Oggi si parla di dieta e allenamento: argomento delicato e scabroso che attira l’attenzione di tutte le donne dalla notte dei tempi; dunque, spero attiri anche la vostra e, soprattutto, la curiosità di conoscere il mio rapporto con il cibo e lo sport. Qualche anno fa sono caduta anche io nel vortice della magrezza, delle diete e dell’ossessione del fisico, e per questo sento di poter dire la mia a riguardo..

Ho deciso proprio una settimana fa di incominciare questo percorso inventato dalla bellissima e ingegnosa Kayla Itsines, la famosissima Bikini Body Guide, con lo scopo di “donare” una grande dose di autostima a tutte quelle donne che per vari motivi non apprezzano il proprio corpo. “Donare” perché, in realtà, si tratta di tutt’altro che un dono, poiché la Bikini Body Guide si acquista in formato digitale al considerevole prezzo di $ 69,00/€ 65,00 (che con la H.E.L.P. – guida per l’alimentazione – raggiunge i $ 119,00/€ 112,00). Non nego che comunque si trovano sul web versioni gratis… giudicate voi!

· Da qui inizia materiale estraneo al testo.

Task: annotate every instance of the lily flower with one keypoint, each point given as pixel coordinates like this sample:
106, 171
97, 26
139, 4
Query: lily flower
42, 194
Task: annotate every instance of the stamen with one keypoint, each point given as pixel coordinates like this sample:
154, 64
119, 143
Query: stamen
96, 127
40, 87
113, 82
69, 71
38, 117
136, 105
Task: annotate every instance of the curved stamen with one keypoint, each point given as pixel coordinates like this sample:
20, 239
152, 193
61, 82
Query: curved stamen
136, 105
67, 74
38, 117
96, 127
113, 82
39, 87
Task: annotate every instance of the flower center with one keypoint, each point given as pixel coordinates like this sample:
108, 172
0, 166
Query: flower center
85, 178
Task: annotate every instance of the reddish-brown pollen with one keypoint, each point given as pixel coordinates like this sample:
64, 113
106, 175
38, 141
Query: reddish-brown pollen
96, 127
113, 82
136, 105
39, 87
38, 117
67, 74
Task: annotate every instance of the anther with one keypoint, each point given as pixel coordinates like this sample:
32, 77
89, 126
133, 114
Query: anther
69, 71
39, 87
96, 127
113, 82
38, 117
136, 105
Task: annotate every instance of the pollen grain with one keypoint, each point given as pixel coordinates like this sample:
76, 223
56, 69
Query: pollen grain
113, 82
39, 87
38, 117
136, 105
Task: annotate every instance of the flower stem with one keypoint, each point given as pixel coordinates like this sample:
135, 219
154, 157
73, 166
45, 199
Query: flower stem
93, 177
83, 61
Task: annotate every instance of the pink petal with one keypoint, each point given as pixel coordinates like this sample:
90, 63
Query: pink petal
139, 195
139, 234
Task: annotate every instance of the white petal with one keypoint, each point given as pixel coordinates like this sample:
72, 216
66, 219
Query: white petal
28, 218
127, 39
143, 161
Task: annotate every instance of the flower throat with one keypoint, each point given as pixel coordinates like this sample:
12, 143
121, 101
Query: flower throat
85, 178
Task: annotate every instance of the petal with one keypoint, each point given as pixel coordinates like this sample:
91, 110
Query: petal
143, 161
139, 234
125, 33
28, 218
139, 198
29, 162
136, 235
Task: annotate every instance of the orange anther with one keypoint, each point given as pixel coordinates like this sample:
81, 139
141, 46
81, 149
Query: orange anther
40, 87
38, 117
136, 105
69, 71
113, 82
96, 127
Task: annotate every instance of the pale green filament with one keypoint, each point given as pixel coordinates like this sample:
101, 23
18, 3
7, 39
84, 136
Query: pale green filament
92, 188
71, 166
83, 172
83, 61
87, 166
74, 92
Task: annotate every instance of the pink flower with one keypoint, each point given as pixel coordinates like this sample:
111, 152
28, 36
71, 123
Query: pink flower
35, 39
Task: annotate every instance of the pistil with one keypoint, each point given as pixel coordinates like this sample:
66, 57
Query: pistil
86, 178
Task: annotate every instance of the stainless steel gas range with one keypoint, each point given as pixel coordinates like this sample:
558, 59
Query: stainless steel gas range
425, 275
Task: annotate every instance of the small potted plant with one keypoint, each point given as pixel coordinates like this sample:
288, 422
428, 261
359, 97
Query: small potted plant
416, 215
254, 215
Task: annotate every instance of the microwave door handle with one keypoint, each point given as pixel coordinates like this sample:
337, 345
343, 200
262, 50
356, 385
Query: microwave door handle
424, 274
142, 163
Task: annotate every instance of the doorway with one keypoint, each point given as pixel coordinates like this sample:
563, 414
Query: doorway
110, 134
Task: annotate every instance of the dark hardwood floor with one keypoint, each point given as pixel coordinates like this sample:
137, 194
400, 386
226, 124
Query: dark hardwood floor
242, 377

Certo è che effettivamente le testimonianze delle ragazze da tutto il mondo che l’hanno testata sono strabilianti, e le trasformazioni sono a dir poco notevoli; vi basta digitare “bikini body guide transformation” per rendervene conto..

E allora, siccome avevo molto da dire, ho scelto di condividerlo con voi tramite un paio di video, che vi esorto a vedere.. e, se decidete di iniziare anche voi il percorso suggerito dalla Bikini Body Guide, lasciate un like e/o commento!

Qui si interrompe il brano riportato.